In PLOS One, researchers from Shandong Provincial Hospital in China consider circular RNAs present in infantile hemangiomas, relatively common non-cancerous tumors in infants that form blood vessels. Using expression arrays, the team assessed circRNA, microRNA, and messenger RNA levels in infantile hemangioma and matched normal samples from four affected children, verifying circRNA expression patterns of interest with reverse transcription polymerase chain reaction. Along with insights into the circRNA-miRNA-mRNA networks behind the benign tumors, the analysis highlighted hundreds of circRNAs found at higher- or lower-than-usual levels in the infantile hemangioma samples.

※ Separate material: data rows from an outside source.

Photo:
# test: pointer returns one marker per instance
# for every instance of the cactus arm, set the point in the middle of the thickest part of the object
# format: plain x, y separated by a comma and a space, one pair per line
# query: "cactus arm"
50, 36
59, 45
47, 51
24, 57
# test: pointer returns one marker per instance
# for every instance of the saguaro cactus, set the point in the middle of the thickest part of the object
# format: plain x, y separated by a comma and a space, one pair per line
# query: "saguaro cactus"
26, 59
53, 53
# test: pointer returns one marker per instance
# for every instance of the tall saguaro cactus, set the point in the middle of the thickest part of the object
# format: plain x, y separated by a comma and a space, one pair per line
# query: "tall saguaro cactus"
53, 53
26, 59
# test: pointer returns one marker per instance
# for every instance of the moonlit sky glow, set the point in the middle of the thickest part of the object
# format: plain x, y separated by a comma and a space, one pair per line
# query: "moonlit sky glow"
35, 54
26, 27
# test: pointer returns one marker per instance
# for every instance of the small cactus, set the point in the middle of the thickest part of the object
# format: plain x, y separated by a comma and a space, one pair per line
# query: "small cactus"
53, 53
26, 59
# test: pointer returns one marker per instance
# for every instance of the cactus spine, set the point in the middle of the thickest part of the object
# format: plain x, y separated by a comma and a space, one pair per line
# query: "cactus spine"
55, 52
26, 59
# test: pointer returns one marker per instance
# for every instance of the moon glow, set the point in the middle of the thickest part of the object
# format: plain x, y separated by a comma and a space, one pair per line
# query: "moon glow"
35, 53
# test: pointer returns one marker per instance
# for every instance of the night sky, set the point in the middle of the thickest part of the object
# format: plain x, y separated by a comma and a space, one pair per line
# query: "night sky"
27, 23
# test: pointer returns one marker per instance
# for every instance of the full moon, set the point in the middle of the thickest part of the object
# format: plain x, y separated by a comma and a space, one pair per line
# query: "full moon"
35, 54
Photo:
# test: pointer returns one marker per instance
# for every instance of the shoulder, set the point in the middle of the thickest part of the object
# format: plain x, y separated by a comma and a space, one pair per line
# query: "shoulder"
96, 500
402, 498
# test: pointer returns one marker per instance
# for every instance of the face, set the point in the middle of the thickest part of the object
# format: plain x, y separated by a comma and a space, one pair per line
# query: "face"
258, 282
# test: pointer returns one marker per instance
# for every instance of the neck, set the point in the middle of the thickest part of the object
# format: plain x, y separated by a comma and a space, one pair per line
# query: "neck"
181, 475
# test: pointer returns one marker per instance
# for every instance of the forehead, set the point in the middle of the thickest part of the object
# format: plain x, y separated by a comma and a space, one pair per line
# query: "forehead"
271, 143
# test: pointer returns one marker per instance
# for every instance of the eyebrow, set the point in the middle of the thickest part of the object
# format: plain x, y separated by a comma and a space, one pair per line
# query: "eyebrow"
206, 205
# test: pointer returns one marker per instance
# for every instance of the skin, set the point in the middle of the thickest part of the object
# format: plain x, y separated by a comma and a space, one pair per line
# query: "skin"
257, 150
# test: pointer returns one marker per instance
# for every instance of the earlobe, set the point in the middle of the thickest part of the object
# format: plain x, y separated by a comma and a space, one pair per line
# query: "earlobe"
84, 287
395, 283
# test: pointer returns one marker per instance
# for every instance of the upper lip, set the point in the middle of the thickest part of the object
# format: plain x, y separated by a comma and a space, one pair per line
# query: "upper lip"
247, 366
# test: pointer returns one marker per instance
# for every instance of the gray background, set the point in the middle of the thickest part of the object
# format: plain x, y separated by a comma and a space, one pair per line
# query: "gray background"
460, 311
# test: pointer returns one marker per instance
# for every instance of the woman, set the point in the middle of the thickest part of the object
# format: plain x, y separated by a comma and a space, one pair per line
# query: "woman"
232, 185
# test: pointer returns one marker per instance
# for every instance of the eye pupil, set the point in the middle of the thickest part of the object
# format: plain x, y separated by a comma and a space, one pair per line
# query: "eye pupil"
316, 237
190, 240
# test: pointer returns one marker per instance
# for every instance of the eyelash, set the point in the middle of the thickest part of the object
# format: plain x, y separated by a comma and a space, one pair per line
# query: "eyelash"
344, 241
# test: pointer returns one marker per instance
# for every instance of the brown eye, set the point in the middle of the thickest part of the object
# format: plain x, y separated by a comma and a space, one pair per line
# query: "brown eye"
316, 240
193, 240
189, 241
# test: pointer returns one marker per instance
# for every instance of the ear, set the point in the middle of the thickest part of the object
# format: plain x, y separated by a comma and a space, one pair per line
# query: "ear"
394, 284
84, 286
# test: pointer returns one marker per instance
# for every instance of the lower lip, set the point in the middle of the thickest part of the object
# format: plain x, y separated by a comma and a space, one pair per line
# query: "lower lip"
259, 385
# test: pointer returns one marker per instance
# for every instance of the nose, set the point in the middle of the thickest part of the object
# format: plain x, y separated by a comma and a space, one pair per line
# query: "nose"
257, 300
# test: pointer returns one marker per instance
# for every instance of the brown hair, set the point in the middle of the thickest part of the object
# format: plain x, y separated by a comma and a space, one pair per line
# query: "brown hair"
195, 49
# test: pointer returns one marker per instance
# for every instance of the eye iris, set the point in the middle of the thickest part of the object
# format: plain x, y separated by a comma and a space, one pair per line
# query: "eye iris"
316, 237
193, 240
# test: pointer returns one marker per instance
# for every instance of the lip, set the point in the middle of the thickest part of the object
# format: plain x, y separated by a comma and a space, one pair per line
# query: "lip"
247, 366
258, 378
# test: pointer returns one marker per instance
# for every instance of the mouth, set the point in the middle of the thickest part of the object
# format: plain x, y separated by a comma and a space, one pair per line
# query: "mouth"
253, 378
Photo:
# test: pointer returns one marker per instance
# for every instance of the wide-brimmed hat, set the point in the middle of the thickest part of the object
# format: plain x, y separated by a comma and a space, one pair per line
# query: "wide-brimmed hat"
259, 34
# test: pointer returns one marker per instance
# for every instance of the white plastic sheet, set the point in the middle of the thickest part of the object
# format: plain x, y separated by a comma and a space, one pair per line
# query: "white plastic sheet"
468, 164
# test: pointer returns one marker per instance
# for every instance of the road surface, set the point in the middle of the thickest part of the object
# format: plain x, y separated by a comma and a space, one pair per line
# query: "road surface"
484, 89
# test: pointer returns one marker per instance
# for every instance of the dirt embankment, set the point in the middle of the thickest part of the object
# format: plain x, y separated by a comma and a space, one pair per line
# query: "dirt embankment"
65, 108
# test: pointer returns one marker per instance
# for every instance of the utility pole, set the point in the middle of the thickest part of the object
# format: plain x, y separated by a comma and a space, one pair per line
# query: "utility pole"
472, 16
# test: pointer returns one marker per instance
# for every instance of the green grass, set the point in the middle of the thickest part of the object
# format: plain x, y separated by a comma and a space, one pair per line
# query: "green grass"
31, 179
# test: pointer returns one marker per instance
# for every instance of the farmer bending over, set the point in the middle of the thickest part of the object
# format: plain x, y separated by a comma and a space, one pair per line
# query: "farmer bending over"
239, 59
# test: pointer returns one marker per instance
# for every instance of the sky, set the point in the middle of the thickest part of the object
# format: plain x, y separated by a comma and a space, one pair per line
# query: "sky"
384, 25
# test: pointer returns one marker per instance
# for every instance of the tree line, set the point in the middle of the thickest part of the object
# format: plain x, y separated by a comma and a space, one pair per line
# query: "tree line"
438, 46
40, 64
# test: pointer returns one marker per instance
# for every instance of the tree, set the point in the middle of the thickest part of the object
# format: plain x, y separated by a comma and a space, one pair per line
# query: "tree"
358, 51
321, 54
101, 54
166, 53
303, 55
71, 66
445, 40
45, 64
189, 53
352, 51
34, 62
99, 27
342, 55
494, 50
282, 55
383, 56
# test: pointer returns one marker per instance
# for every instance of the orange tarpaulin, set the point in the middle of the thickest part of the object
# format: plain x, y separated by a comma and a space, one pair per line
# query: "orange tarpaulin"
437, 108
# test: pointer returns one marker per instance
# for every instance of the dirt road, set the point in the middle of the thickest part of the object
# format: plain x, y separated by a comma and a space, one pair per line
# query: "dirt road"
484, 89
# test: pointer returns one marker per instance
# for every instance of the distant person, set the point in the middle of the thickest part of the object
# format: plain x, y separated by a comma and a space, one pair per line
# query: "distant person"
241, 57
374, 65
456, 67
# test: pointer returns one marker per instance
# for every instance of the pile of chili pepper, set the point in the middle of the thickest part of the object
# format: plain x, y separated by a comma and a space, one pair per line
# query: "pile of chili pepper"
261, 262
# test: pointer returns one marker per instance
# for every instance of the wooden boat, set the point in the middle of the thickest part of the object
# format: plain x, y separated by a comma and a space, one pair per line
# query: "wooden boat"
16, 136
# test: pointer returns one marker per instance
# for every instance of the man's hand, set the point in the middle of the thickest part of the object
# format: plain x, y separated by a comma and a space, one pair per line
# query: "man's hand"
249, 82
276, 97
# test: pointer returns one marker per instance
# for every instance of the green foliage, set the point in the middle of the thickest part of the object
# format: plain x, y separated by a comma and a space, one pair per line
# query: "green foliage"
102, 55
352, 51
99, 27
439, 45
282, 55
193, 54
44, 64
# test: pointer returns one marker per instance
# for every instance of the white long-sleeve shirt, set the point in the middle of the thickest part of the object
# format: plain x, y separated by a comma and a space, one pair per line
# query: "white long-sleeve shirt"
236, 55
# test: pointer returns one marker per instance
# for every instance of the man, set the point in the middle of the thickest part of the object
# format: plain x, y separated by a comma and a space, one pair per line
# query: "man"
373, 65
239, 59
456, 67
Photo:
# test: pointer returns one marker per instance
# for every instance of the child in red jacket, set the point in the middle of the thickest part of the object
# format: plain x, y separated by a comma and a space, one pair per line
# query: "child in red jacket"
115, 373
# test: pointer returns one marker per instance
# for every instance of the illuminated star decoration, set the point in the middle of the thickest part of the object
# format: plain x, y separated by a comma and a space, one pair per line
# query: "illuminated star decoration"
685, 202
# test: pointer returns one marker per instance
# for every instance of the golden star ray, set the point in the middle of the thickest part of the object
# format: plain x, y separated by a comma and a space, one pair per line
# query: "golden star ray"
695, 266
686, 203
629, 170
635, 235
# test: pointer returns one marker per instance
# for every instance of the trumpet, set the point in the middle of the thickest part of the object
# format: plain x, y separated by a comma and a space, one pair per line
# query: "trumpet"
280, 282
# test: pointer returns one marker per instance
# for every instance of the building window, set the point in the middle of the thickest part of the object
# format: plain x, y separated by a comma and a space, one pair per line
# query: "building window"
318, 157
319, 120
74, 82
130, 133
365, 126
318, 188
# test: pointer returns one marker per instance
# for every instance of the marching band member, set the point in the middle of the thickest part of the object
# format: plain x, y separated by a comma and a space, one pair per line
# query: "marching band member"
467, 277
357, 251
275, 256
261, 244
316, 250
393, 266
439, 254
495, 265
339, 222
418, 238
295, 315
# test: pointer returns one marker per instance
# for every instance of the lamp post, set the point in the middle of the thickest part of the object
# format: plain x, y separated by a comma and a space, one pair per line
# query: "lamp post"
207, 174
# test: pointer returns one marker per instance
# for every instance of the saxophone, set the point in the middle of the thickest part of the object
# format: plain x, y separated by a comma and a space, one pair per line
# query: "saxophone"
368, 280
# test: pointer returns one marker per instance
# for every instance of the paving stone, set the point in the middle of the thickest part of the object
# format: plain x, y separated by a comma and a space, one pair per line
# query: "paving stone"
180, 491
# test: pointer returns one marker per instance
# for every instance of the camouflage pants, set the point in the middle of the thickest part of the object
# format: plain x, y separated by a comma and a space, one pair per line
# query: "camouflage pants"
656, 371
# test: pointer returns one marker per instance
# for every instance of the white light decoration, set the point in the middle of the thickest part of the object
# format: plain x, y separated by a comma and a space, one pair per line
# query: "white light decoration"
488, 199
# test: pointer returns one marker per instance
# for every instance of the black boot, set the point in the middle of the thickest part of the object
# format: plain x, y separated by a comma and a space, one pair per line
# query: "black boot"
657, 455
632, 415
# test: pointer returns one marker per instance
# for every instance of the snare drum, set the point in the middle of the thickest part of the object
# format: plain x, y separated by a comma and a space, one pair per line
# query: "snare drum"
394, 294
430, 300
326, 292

A team from Norway and the US explores relationships between the common raven (Corvus corax), Chihuahuan raven (C. cryptoleucus) and brown-necked raven (C. ruficollis) species for another PLOS One paper. Based on mitochondrial genome sequences generated by long-range PCR amplification and Ion Torrent IonPGM sequencing for a dozen common ravens, three Chihuahuan ravens, and one brown-necked raven, the researchers saw close genetic ties between the common and Chihuahuan raven species, offering clues to ravens' relationships and speciation history. In particular, the authors note that "[raven] mitogenomes support previously found deep lineages and paraphyly in the common raven/Chihuahuan rave species complex."
Washington University investigators and colleagues from the US and Korea search for mutations in neurodegeneration-associated Mendelian genes in individuals with Alzheimer's disease for paper appearing in PLOS Genetics. By sifting through targeted, exome, and/or whole genome sequence data for 11,710 individuals with sporadic Alzheimer's disease and affected individuals from hundreds of families prone to the neurodegenerative condition, the team looked for pathogenic or relatively low frequency alterations involving genes implicated in Alzheimer's disease, frontotemporal lobar degeneration, amyotrophic lateral sclerosis, and Parkinson's disease. The search uncovered pathogenic mutations in more than 1 percent of the sporadic cases and more than 4 percent of those from Alzheimer's-affected families.